1930’lu yılların Chicago’sunda her yerde kol gezen gangsterlerden iki tanesi hikâyenin merkezinde yer alır. Belalılar orijinal adıyla The Sting, arkadaşlarının kumar tutkunu pislik bir gangser tarafından öldürmesiyle intikam planları yapmaya başlayan iki gangsterin maceralarını anlatır. Arkadaşlarının intikamını almak üzere dâhiyane bir plan hazırlamaya karar veren bu iki arkadaş için planı hazırlamak kadar uygulamak da oldukça zorlu ve engellerle mücadele edecekleri bir süreç olacaktır. Bu ikili birlikte acımasız bir mafya adamı olan Doyle Lonnegan’dan arkadaşlarının intikamını alacaklardır. Fakat dolandırılan tek kişi Lonnegan değil aynı zamanda seyirci de olacaktır. Henry ve Jonny karakterlerini ustalıkla yaşatan Robert Redford ve Paul Newman’ın eski dostları için bir araya gelişi, oyun içinde oyun teması, centilmen-hırsız rolleri ve diyalogları ile bu film en az The Godfather serisi kadar unutulmayacak klasikler arasına girer.

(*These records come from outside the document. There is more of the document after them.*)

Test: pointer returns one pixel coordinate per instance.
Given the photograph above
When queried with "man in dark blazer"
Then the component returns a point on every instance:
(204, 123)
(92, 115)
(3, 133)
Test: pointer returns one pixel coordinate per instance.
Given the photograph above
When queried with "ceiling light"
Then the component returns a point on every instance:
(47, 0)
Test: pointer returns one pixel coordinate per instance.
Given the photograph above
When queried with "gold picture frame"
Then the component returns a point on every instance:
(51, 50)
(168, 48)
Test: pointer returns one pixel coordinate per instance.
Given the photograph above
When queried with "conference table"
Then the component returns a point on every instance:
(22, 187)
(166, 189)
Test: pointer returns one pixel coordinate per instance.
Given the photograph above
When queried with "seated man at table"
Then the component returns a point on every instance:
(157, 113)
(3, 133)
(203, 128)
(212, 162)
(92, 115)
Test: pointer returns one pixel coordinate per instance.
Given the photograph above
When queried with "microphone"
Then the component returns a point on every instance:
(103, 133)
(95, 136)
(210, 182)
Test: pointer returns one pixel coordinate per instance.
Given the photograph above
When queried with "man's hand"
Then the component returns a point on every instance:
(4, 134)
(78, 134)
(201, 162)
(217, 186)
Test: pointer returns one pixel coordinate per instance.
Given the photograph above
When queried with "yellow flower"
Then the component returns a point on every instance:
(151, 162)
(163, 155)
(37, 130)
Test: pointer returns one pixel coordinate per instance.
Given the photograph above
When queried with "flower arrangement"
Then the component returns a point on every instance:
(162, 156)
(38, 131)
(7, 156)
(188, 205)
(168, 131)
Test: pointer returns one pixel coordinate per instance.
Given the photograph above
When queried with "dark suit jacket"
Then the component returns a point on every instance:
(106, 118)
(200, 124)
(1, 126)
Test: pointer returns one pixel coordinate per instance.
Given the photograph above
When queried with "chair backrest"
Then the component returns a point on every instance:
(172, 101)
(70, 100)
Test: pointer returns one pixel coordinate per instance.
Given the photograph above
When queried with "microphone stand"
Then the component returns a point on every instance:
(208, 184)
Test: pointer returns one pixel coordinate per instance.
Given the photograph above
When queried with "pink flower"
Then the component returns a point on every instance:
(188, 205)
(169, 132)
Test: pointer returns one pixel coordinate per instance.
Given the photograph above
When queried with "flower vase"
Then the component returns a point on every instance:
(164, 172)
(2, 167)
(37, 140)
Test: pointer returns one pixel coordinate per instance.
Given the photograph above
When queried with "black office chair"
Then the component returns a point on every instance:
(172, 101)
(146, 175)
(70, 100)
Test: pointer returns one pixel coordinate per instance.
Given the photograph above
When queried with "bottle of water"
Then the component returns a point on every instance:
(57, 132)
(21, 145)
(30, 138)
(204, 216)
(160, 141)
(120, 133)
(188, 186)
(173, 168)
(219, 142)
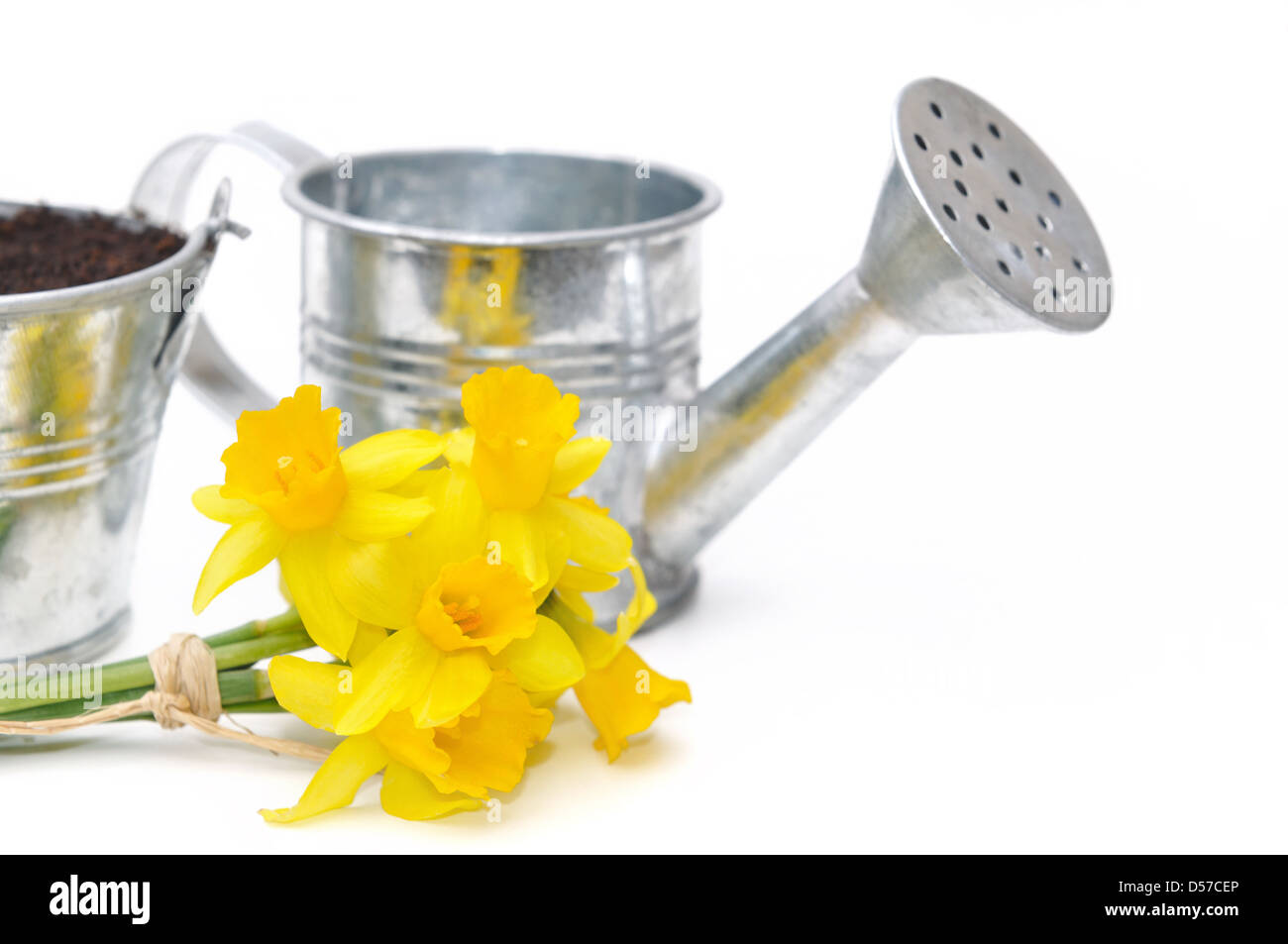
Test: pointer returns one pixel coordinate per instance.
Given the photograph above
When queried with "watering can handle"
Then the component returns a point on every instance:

Yönetmen koltuğunda oyuncu yönetimi ustası George Roy Hill’in oturduğu ve Holloywood’un adeta o dönem zirvesine çıktığı bu film 30’lu yıllarda yaşanmış David Ward’un orijinal hikâyesinden alıntılanmıştır.
Gösterildiği sene en iyi film ve en iyi yönetmen de dâhil tam 10 dalda Oscar’a aday olan ve 7 Oscar’ı kazanan The Sting, gişede rekorlar kırmış “En İyi Senaryo, En İyi Kurgu” gibi neredeyse tüm önemli Oscar ödüllerini toplamayı başarmıştır. 30’lu yılların Chicago’suna bir yolculuk yapmanızı öneririz.